Although Ellie Levenson’s feminist primer makes some sensible points, this is undermined by a raft of offensive statements, a defence of rape jokes and a desire to speak only to the young, white, able-bodied, straight, educated and middle-class, argues Amity Reed
When I read the press release that accompanied my review copy of The Noughtie Girl’s Guide to Feminism the first paragraph caught my attention. It read: “If you support equal rights, but are less enthusiastic about the man-bashing and bra-burning side of feminism, Ellie Levenson has the answer in this fresh and witty new look at the F-word.”
Really? A book supposedly championing feminism that would proudly trot out two tired stereotypes right off the bat? There’s not much witty or new about that, I’m afraid. I’m not sure if the author truly believes that a man-bashing and bra-burning side of feminism really is prevalent, or if Levenson and her publisher decided that accepting and perpetuating those stereotypes would score them some much-needed points amongst more dubious readers who may pick it up thinking they’ve come across the latest offering from the ‘chick-lit’ genre. Whatever the case, I wasn’t impressed.

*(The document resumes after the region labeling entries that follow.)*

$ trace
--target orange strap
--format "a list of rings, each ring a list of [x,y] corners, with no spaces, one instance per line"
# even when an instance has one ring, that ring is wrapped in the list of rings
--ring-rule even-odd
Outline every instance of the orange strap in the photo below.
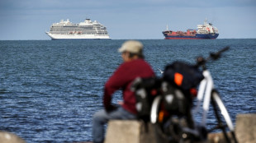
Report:
[[[180,73],[174,73],[174,82],[176,83],[176,85],[182,85],[183,84],[183,76]]]

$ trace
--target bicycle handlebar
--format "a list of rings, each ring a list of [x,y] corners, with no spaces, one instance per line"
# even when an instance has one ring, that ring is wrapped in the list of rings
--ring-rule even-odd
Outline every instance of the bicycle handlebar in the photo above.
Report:
[[[220,58],[220,54],[228,50],[230,48],[230,46],[226,46],[224,48],[220,49],[220,51],[216,52],[216,53],[210,53],[210,56],[207,58],[204,58],[203,57],[198,57],[197,58],[197,66],[203,66],[205,65],[205,63],[211,60],[211,59],[213,59],[213,60],[217,60],[218,58]]]

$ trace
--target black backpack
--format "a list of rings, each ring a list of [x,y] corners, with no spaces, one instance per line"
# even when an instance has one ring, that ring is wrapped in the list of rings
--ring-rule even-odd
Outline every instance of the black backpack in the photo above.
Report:
[[[202,72],[197,67],[183,62],[167,65],[164,72],[165,81],[183,91],[197,87],[203,78]]]
[[[157,77],[136,78],[131,90],[135,92],[138,118],[145,122],[149,121],[151,104],[155,96],[159,95],[161,80]]]

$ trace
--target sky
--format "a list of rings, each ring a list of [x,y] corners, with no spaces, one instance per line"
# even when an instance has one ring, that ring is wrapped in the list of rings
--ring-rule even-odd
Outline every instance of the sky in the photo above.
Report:
[[[0,40],[50,39],[53,23],[86,18],[112,39],[161,39],[167,25],[186,31],[205,19],[218,39],[256,38],[256,0],[0,0]]]

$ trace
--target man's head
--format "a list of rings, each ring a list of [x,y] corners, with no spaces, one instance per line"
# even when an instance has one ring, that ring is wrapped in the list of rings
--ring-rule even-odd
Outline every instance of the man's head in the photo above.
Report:
[[[118,52],[122,53],[124,62],[128,62],[132,59],[144,58],[142,51],[143,44],[136,40],[126,41],[118,49]]]

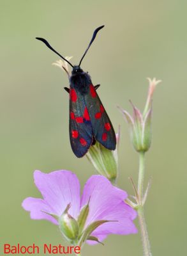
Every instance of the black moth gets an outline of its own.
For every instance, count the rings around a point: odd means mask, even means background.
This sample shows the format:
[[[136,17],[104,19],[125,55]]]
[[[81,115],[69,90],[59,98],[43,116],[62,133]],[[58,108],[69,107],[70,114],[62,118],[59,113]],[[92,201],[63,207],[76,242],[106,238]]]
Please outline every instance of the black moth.
[[[55,51],[46,40],[36,37],[73,68],[70,77],[70,88],[65,87],[64,89],[70,93],[70,143],[77,157],[84,156],[96,141],[109,150],[114,150],[116,148],[115,132],[96,92],[100,84],[94,86],[90,76],[80,68],[81,62],[97,33],[103,27],[101,26],[94,31],[79,65],[75,66]]]

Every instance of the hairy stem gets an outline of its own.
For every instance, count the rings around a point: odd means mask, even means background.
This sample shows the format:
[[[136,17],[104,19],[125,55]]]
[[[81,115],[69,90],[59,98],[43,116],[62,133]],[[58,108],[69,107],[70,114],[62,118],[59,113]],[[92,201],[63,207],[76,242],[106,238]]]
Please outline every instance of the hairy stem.
[[[144,209],[142,205],[143,198],[143,186],[145,172],[145,152],[139,153],[139,173],[138,182],[138,216],[139,225],[140,228],[142,246],[144,249],[144,256],[151,256],[151,246],[148,237],[148,233],[144,218]]]

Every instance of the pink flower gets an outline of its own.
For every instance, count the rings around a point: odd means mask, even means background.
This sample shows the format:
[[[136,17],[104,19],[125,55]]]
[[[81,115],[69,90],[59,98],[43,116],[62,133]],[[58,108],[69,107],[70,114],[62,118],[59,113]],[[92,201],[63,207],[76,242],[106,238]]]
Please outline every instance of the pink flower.
[[[138,152],[146,152],[151,146],[153,95],[156,86],[161,82],[160,80],[157,81],[155,78],[153,80],[150,78],[147,79],[149,82],[149,86],[147,101],[142,114],[131,102],[130,102],[133,107],[133,116],[126,110],[118,107],[129,124],[131,141],[135,149]]]
[[[79,181],[70,171],[47,174],[36,170],[34,179],[43,199],[28,197],[22,202],[23,208],[30,212],[31,219],[47,220],[59,225],[66,238],[68,238],[69,231],[75,227],[77,228],[77,222],[79,230],[73,230],[73,243],[82,244],[87,241],[95,244],[110,234],[137,233],[133,223],[136,211],[124,202],[127,193],[112,186],[107,178],[91,176],[84,186],[82,196]],[[88,232],[88,227],[91,232]],[[67,228],[69,231],[64,234]],[[73,242],[72,236],[70,240]]]

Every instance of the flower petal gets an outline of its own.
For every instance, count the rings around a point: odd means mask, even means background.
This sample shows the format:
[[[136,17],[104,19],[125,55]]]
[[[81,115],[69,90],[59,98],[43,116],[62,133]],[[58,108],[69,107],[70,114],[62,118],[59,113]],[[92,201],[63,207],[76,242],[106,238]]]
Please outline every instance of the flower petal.
[[[70,214],[75,218],[78,216],[80,209],[80,184],[74,173],[66,170],[43,173],[36,170],[34,173],[34,178],[45,203],[51,209],[49,213],[60,216],[67,205],[71,204]]]
[[[100,236],[128,234],[137,232],[132,221],[137,213],[124,202],[126,197],[125,191],[113,186],[103,176],[93,175],[88,180],[81,200],[81,207],[83,207],[90,198],[89,212],[86,227],[96,220],[113,221],[102,224],[91,236],[97,237],[100,240]]]
[[[52,212],[50,206],[43,199],[28,197],[23,201],[22,205],[26,211],[31,212],[30,216],[31,219],[47,220],[54,224],[57,225],[57,221],[54,218],[45,213]]]

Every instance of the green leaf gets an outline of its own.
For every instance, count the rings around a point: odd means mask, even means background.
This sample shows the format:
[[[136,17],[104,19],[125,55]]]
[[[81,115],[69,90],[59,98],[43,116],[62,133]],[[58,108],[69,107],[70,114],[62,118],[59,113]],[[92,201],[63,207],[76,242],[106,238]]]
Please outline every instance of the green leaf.
[[[101,225],[106,223],[107,222],[115,221],[110,220],[98,220],[91,223],[85,230],[83,233],[82,237],[80,239],[79,246],[81,247],[82,244],[87,239],[87,237],[90,236],[90,234]]]
[[[90,241],[94,241],[95,242],[98,243],[99,244],[101,244],[102,245],[105,245],[103,243],[100,242],[97,237],[95,236],[89,236],[87,239],[87,240],[90,240]]]
[[[84,206],[78,218],[77,223],[79,227],[79,234],[82,234],[88,214],[89,214],[89,202],[86,205]]]

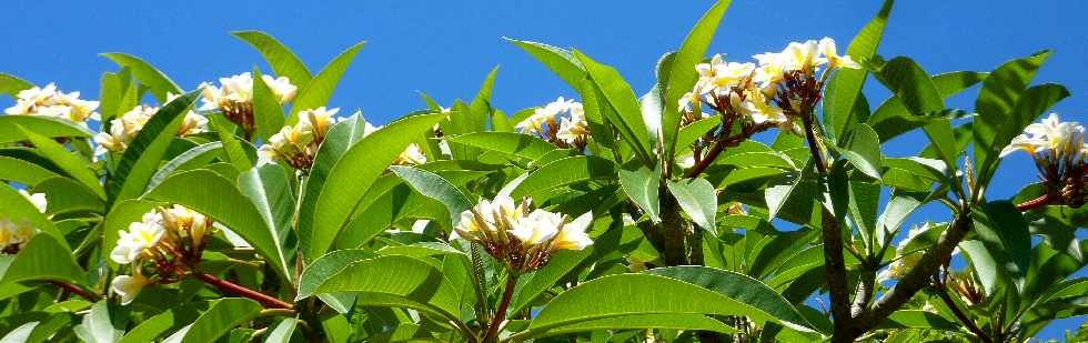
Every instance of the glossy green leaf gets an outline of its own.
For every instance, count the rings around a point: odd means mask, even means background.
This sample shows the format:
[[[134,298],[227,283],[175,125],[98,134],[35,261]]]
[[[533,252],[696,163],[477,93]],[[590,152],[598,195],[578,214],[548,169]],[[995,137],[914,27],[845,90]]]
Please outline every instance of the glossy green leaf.
[[[715,216],[717,215],[718,198],[714,191],[714,185],[703,178],[684,179],[681,181],[668,181],[668,192],[676,196],[681,209],[687,213],[692,220],[717,235]]]
[[[619,184],[624,193],[638,205],[649,220],[661,222],[661,202],[657,190],[661,185],[658,171],[639,167],[635,170],[619,170]]]
[[[137,81],[140,81],[141,84],[147,85],[151,93],[154,94],[155,100],[159,100],[160,103],[167,102],[167,93],[182,93],[181,88],[178,87],[178,83],[174,83],[174,81],[170,80],[167,74],[162,73],[140,58],[121,52],[107,52],[102,53],[102,57],[110,59],[119,67],[129,68]]]
[[[230,180],[209,170],[187,171],[167,178],[143,198],[181,204],[214,219],[269,259],[273,271],[291,275],[280,239],[258,206]]]
[[[314,206],[313,230],[302,246],[306,255],[324,253],[349,215],[362,200],[366,189],[386,167],[424,130],[431,130],[444,114],[423,114],[404,118],[379,129],[344,152],[329,172]]]
[[[306,64],[294,52],[291,52],[291,49],[288,49],[272,36],[261,31],[234,31],[231,32],[231,36],[238,37],[238,39],[256,49],[264,61],[272,67],[272,71],[279,77],[286,77],[291,80],[291,84],[301,89],[310,83],[312,75],[306,69]]]

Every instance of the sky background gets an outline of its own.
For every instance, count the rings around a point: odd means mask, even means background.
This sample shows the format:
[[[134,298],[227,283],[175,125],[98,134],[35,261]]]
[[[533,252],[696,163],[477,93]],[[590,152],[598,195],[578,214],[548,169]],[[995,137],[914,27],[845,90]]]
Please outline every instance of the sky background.
[[[270,70],[230,31],[261,30],[290,47],[316,74],[343,49],[366,41],[330,101],[341,113],[355,109],[386,123],[423,108],[423,91],[449,105],[471,99],[486,73],[500,65],[493,104],[507,113],[576,93],[502,37],[574,47],[616,67],[637,93],[654,81],[662,53],[679,47],[712,1],[4,1],[0,11],[0,72],[97,99],[99,78],[117,67],[100,52],[127,52],[152,63],[184,89],[201,81]],[[592,3],[591,3],[592,2]],[[666,6],[667,3],[667,6]],[[789,41],[832,37],[846,44],[879,9],[877,0],[735,0],[711,52],[727,60],[778,51]],[[1054,111],[1086,120],[1088,1],[899,1],[878,53],[908,56],[929,73],[989,71],[1041,49],[1055,53],[1035,83],[1066,85],[1072,97]],[[876,107],[887,92],[874,81]],[[971,110],[977,87],[948,102]],[[0,99],[0,105],[10,105]],[[920,134],[885,145],[894,157],[917,152]],[[990,199],[1011,196],[1036,179],[1026,154],[1003,163]],[[927,209],[911,218],[948,220]],[[1081,272],[1080,274],[1084,274]],[[1040,337],[1060,337],[1084,319],[1051,325]]]

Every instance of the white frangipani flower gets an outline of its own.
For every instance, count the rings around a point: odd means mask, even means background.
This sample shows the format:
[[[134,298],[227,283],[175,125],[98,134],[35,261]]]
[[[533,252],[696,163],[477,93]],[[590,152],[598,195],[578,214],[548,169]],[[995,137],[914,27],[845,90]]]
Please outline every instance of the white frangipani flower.
[[[27,192],[27,190],[19,190],[19,194],[30,201],[31,204],[38,209],[38,212],[46,213],[46,209],[49,206],[49,201],[46,200],[46,193],[33,193]]]
[[[167,229],[163,228],[162,214],[153,211],[143,214],[141,221],[129,224],[129,231],[121,231],[120,234],[110,259],[119,264],[128,264],[159,244],[167,234]]]
[[[140,274],[133,275],[118,275],[113,278],[110,282],[110,291],[118,296],[121,296],[121,304],[128,305],[135,300],[137,295],[144,286],[151,284],[151,280],[143,278]]]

As it is, those who do mistake it for ‘chick lit’ wouldn’t be blamed for their mistake – the cover isn’t entirely dissimilar to those within the shopping/romance/sex/friendship genré aimed at women aged 18-30. Featuring a silhouetted pair of legs in a skirt and heels, a smattering of stars and curly fonts, and use of the word ‘girl’ instead of woman in the title, there’s not much that sets it apart as a feminist text. Again, this seemed a conscious decision by the marketing team in an attempt to reach a wider audience. I suppose it’s a smart move if you’re trying to sell books and get ‘ordinary’ women to learn about gender issues, which I think is important, but it still promotes the notion that we can be drawn in by pretty covers alone and that feminism is something that needs softening up and toning down to be appealing.